Model pembangunan yang tidak baik itu kemudian ditiru oleh daerah-daerah lain di Indonesia, seperti pengelolaan sungai di Brantas yang tidak mengedepankan aspek lingkungan. Sungai-sungai di Berau mulai dikelola dengan tidak memperhitungkan dampak-dampak-nya.

Gambaran umum sungai dan DAS di Kabupaten Berau dan Kaltim pada umunya.

Kabupaten Berau terdiri atas beberapa DAS dengan DAS Berau sebagai DAS yang paling besar. DAS Berau terdiri atas 3 sungai utama yaitu Sungai Kelay dan Sungai Segah yang kemudian menyatu menjadi sungai Berau di Tanjung Redeb.

Sungai Kelay memiliki hulu di wilayah Karst Sangkulirang-Mangkalihat yang terletak di perbatasan antara Berau dan Kutai Timur, sungai ini bermuara di Tanjung Redeb

Sungai Segah bertemu dengan sungai Kelay menjadi sungai Berau dan kemudian bermuara di laut.

Menilik Tata Ruang Kabupaten Berau dan wilayah lain di Kalimantan dan Indonesia secara umum, sebenarnya belum terlihat jelas pengelolaan kawasan DAS di kabupaten Berau. Pola ruang misalnya masih menempatkan pengembangan pertanian pada kawasan sepanjang sungai. Padahal wilayah tersebut seharusnya di buffer dengan jarak yang lebih tinggi. Dalam RPJMD telah sangat bagus dengan memasukkan indikator pencemaran sungai sebagai target dalam pengelolaan lingkungan hidup. Dalam RPJMD Berau ditargetkan pengurangan pencematan dibawa Indeks Pencemaran <5. Ini adalah sebuah strategi yang baik.
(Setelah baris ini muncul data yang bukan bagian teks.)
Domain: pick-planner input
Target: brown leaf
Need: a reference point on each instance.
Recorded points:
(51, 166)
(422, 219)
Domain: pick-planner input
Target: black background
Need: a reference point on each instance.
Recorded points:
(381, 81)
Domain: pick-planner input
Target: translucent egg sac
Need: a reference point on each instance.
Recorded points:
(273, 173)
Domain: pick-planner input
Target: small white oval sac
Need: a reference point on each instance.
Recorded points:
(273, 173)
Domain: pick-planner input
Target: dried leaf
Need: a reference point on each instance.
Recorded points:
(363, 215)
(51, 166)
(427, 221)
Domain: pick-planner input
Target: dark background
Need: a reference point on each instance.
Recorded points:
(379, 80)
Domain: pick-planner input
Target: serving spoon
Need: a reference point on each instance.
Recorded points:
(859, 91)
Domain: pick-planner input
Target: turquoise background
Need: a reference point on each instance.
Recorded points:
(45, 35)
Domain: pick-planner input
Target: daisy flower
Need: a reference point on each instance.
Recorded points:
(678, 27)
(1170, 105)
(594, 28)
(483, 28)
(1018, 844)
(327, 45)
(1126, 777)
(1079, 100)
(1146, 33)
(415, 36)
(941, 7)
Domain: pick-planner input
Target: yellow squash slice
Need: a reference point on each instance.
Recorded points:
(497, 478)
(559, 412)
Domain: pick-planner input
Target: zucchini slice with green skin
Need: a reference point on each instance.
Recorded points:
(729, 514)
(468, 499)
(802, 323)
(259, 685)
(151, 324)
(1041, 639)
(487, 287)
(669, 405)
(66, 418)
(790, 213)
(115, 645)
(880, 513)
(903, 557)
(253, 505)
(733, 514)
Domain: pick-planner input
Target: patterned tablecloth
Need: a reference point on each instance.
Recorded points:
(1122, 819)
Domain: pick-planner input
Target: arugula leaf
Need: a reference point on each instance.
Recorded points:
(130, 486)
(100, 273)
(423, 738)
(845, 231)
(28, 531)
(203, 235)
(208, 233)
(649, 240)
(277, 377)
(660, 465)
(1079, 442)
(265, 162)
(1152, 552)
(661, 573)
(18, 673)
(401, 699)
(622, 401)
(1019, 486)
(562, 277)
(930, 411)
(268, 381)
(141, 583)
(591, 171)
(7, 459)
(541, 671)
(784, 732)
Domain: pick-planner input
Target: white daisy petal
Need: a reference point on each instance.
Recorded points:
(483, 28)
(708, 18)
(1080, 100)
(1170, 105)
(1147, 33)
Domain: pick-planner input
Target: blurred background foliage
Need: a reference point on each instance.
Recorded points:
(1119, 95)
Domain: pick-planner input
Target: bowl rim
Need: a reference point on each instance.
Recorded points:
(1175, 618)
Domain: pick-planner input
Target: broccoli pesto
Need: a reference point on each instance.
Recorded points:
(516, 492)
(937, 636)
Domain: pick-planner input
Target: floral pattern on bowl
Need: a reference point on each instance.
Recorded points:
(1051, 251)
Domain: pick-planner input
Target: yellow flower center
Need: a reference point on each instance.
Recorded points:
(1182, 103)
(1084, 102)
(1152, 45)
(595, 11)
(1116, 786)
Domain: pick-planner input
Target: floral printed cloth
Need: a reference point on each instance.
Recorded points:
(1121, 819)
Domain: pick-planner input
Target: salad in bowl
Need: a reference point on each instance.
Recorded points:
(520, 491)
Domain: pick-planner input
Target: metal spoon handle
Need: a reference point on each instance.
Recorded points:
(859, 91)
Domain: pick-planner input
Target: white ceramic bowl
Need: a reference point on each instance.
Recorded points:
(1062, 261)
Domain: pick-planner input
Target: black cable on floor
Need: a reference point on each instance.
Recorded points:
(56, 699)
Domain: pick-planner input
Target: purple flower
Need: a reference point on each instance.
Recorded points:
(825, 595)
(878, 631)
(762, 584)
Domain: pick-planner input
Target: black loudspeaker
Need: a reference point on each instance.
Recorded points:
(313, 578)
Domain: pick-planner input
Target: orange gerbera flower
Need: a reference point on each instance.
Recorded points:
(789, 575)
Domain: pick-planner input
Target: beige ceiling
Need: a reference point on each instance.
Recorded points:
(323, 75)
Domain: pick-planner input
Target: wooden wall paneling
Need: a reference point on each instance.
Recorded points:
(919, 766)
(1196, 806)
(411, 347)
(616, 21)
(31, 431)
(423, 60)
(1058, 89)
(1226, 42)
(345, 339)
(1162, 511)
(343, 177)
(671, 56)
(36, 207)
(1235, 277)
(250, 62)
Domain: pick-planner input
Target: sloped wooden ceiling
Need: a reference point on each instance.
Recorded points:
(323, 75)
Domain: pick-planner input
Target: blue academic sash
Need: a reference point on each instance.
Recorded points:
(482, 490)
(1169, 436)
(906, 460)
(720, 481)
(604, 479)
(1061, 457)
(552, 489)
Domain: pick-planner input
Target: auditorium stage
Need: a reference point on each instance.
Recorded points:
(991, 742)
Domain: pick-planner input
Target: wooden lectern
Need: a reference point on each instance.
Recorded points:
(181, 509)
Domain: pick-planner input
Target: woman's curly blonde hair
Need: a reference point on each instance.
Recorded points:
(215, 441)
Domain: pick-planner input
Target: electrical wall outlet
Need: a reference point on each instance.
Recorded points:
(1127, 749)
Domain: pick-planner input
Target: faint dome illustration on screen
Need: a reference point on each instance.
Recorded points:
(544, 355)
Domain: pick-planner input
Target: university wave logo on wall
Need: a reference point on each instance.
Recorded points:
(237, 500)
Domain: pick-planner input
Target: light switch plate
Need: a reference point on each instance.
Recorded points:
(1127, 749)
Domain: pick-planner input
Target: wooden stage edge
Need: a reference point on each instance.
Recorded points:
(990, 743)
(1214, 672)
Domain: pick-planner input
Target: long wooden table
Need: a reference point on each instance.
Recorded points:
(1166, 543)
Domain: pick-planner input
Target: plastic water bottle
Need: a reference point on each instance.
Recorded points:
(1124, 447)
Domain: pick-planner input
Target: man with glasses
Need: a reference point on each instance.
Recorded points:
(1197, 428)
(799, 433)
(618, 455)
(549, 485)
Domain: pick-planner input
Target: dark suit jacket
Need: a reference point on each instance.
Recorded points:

Permasalahannya adalah bagaimana menterjemahkan kedalam bentuk-bentuk kegiatan pengelolaan DAS, karena kualitas air sungai berkorelasi langsung dengan pengelolaan DAS.

Kajian Dampak

Kajian dampak akan sangat penting dilakukan pada seluruh kawasan DAS. Pembagian kajian dapat dilakukan sebagai berikut:

  • Kajian Dampak Pengelolaan DAS Berau
  • Berdasarkan kejadian yang ada saat ini maka kondisi yang ada di wilayah DAS di Kabupaten Berau antara lain
  • Dampak penutupan lahan di sekitar DAS Segah dan Kelay pada sector Pertambangan, Perkebunan dan Kehutanan
  • Penutupan lahan sepanjang sungai Segah dan Sungai Kelay akan berpengaruh pada kondisi peraiaran sungai.
  • Penutupan lahan dengan perkebunan akan memberikan dampak yang dapat digali melalui kajian literature
  • Pentupan lahan pertambangan batubara akan memberikan dampak terkait dengan alih fungsi lahan yang menyerap air dengan yang tidak menyerap dan meningkatkan limpasan air.
  • Dampak pengelolaan limbah domestik/rumah tangga
  • Limbah domestic/rumah tangga akan memberikan dampak berupa pencemaran ke sungai.
  • Limbah ini akan terus berkembang sesuai dengan penambahan jumlah penduduk dan perkembangan pemukiman pada sungai Segah, sungai Kelay dan sungai berau sekaligus pada anak sungainya.

Rekomendasi Kebijakan Rencana dan Program Pengelolaan DAS

Rekomendasi dilakukan melalui kegiatan seperti kajian lingkungan hidup strategis (KLHS) dimana integrasi dan rekomendasi dapat dimasukkan ke dalam berbagai dokumen perencanaan misalnya:

  • Rekomendasi Kebijakan Pengelolaan Kawasan Sungai untuk RPJMD, ini dapat dikaitkan dengan kebijakan lain misalnya ketersediaan air, transportasi, wisata, dll.
  • Rekomendasi Perencanaan Ruang terkait Sungai dan DAS pada dokumen Draft Tata Ruang Kabupaten
  • Rekomendasi Program Pengelolaan DAS yang mengedepankan prinsip-prinsip Pembangunan Berkelanjutan.

Referensi

Smith, M., de Groot, D., Perrot-Maîte, D. and Bergkamp, G. (2006). Pay – Establishing payments for watershed services. Gland, Switzerland: IUCN. Reprint, Gland, Switzerland: IUCN, 2008.